The pre-approval must be done formally, and not just an online test to see if you qualify. The formal approval process will take various information into consideration including a credit and risk assessment. Van der Linde says further that the prospective property buyer will usually need to have a current credit record which shows an ability to manage credit with timeous payments.

A credit history is usually built over a period as you need to have a record which shows that you pay on time and do not skip payments. It should also show that you do not overextend on credit as this will affect your credit score. If there are any defaults on your record, you will need to wait a few months for it to correct before applying for home loan pre-qualification.

According to ooba, a credit score of at least 610 is needed to qualify for a home loan, with a  score upwards of 661 regarded as good. The National Credit Act regulates credit. In terms of this the banks must ensure that the buyer qualifies for the credit and can adequately cover the monthly repayments.
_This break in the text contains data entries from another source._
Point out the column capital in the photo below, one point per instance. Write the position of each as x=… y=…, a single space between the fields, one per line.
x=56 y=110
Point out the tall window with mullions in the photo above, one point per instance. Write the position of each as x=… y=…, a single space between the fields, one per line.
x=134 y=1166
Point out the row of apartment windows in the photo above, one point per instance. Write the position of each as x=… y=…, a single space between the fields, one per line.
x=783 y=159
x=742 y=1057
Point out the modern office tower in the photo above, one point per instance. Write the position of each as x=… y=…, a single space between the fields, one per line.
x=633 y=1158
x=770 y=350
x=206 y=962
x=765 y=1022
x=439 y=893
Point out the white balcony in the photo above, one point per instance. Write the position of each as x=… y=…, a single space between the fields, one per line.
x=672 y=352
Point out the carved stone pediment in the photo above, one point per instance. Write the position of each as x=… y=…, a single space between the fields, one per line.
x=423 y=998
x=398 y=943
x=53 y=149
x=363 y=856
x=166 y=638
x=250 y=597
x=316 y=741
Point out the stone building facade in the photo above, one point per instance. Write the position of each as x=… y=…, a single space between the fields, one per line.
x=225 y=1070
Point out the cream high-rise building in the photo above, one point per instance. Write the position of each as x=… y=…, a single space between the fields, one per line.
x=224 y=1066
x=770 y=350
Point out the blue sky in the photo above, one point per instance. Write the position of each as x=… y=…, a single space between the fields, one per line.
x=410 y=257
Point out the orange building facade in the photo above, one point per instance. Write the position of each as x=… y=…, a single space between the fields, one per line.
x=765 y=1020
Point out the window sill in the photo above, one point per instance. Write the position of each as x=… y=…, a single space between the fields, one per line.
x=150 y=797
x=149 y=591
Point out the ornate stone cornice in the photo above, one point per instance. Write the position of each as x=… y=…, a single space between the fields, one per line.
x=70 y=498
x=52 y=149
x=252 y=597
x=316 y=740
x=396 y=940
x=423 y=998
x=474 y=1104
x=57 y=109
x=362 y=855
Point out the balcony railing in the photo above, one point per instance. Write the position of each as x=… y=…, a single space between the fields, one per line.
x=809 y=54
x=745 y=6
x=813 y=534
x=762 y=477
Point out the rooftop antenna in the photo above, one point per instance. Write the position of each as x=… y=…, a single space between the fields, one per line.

As a rule of thumb, the home loan repayment must not be more than one third of your monthly income. If you are buying jointly with a spouse or partner, then you should add the incomes together so that the assessment can be done on the combined income. In addition to details of all your income, you will also need a list of expenses and show that you have adequate surplus income to cover the home loan repayment amount.

Once you have the pre-approval you can then start house hunting with confidence. Although the bank will again do an assessment once the offer to purchase is accepted by the seller, it does put you in the front of the queue as a prospective homebuyer.

Pretorius says further that once the buyer has secured a home loan, they must maintain their credit and not make further debt until the transfer of the property is registered. The banks can do another credit assessment and if anything adverse shows up, it could put you at risk.